Today, if my grandfather Franja was still alive, it would have been his 100th birthday. He was a writer and just a few days ago my sister stumbled upon a Wiki page about him, discovering his exact birth date.
Unfortunately, instead of turning 100, my grandfather died at 26. He contracted tuberculosis during the WWII, and didn't recover, his wife, my grandmother, Kornelija outlived him by only a few years (she died at the age of 33).
That being said, my dad lost his father when he was just 2 and his mother when he was 13. The story of their lives and their unfortunate destinies resonates so powerfully at this time when the entire world is in the midst of the COVID-19 pandemic.
The passing of time and its relativity is so very strange. What is - a long time, what is - only a little bit? Regardless whether there is a way to answer that question - it is so apparent that our (human) fragility is very real. Every moment truly counts.

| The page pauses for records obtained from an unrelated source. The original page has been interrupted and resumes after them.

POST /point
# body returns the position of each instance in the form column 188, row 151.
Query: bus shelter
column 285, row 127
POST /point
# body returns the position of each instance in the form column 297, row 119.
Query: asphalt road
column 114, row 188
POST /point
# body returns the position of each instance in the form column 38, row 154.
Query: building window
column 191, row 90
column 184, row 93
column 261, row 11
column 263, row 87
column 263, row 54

My grandfather lived to be only 26, he was at the battlefields, fighting the Nazis, I imagine him in moving through some damp forests, half-starved, cold and miserable, like so many young people around him. And yet during his short life, he managed to passionately write poetry, study Slavistics at the University of Zagreb, and in Vinkovci, (the city where he lived, where my dad was born and where I was born) - a street was named after him. He left his little mark.
Not to mention he and Kornelija had my dad, and without their existence I wouldn't be here, my sister wouldn't be here, our children wouldn't be here today.

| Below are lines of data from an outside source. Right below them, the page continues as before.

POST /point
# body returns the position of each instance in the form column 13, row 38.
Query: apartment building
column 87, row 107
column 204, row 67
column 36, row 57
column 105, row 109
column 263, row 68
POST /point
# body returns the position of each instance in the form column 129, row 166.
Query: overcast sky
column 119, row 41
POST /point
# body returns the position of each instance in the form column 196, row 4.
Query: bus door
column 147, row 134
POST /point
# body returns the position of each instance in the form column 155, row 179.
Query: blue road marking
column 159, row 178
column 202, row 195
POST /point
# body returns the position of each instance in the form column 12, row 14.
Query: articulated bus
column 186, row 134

I don't know much about my grandfather Franja, we only heard stories from other people. That he was incredibly bright, passionate, that while his siblings were playing in the yard, he would be stuck indoors and devour literature. His younger brother, Karla (who later became the mayor of Vinkovci, the town they all lived in, and where my parents, my sister and I were born) would say - "Franja, why don't you come outside, get some sunlight, play ball with me?" But he was so driven and obsessed with literature, he would forget or abandon the idea of going out, altogether.

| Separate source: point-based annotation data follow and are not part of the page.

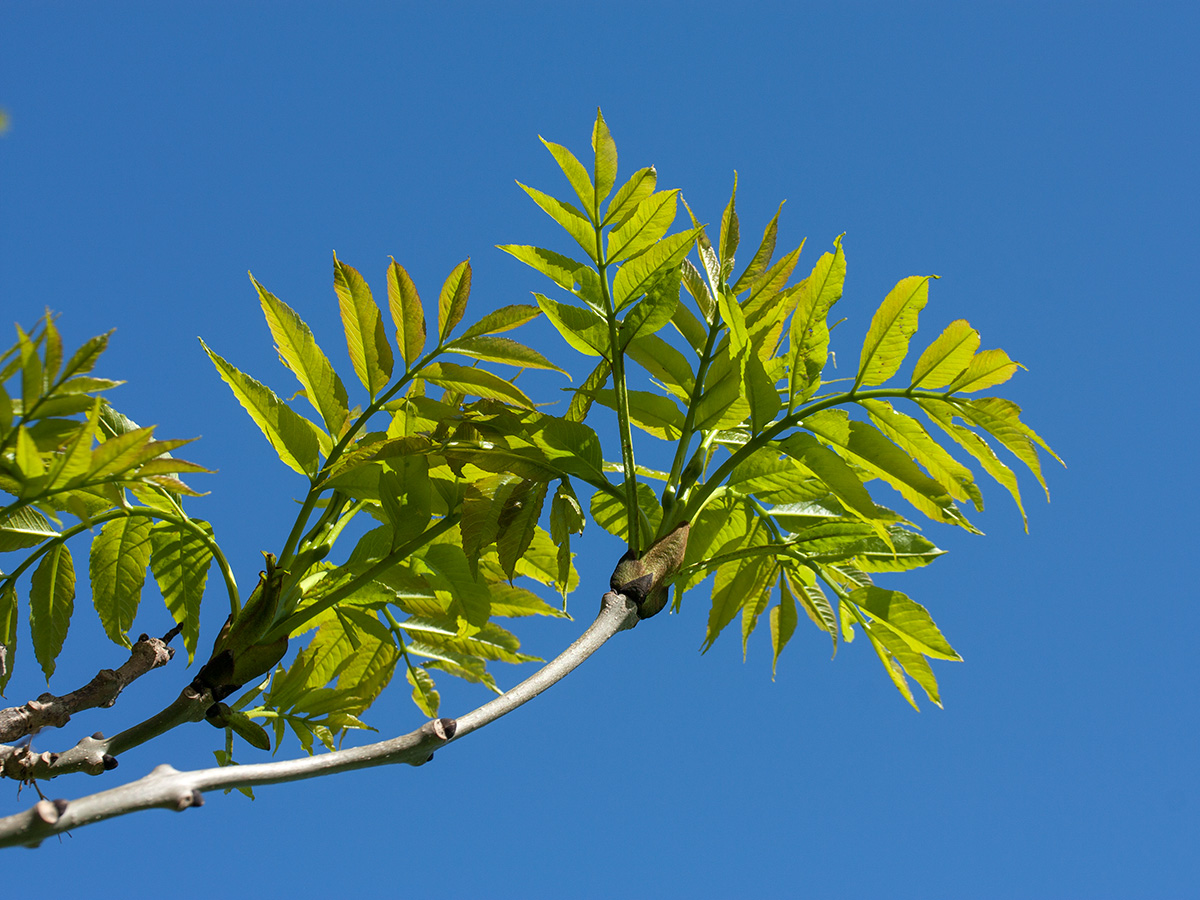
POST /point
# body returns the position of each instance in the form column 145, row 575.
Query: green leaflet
column 582, row 399
column 738, row 583
column 643, row 227
column 859, row 544
column 503, row 319
column 636, row 276
column 730, row 235
column 610, row 514
column 24, row 528
column 180, row 562
column 7, row 635
column 577, row 175
column 987, row 369
column 1001, row 419
column 911, row 436
column 893, row 324
column 942, row 414
column 425, row 694
column 292, row 436
column 475, row 382
column 639, row 186
column 783, row 623
column 605, row 168
column 363, row 323
column 771, row 282
column 120, row 555
column 834, row 472
column 563, row 270
column 517, row 523
column 453, row 298
column 809, row 329
column 51, row 605
column 299, row 352
column 947, row 357
column 664, row 363
column 407, row 313
column 762, row 256
column 865, row 445
column 654, row 311
column 907, row 618
column 724, row 402
column 565, row 519
column 581, row 327
column 502, row 349
column 574, row 222
column 910, row 661
column 652, row 413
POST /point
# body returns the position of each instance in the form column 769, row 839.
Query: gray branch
column 169, row 789
column 101, row 691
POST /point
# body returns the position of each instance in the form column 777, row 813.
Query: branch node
column 47, row 811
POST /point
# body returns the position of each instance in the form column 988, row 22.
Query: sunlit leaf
column 502, row 349
column 425, row 694
column 453, row 298
column 7, row 635
column 581, row 327
column 907, row 618
column 893, row 324
column 647, row 223
column 985, row 370
column 51, row 605
column 637, row 275
column 365, row 336
column 576, row 174
column 299, row 352
column 639, row 186
column 289, row 433
column 475, row 382
column 947, row 357
column 503, row 319
column 407, row 312
column 180, row 561
column 24, row 528
column 605, row 160
column 120, row 555
column 576, row 223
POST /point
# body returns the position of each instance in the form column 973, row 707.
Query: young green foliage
column 772, row 462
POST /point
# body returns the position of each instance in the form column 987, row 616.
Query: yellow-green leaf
column 892, row 327
column 51, row 605
column 407, row 313
column 947, row 357
column 120, row 555
column 453, row 299
column 299, row 352
column 292, row 436
column 363, row 323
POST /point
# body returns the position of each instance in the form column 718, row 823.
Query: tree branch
column 101, row 691
column 169, row 789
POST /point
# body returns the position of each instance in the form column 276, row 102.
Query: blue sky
column 1039, row 157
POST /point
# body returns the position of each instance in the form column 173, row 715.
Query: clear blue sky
column 1041, row 157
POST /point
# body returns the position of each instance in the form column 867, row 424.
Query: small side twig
column 101, row 691
column 169, row 789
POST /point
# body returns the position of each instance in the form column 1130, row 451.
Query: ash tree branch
column 169, row 789
column 101, row 691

Today I only have this small selection of his poems. It is so unusual to read his words, see his handwriting and his young face in a black and white photo, see my grandma's name (Kornelija) mentioned in several poems.
The notion that the two of them were at some point in time perfectly real, with their loves, and passions and joys and sorrows, and I am already so much, much
older than either of them! What a strange, sad and beautiful amalgamat of circumstances.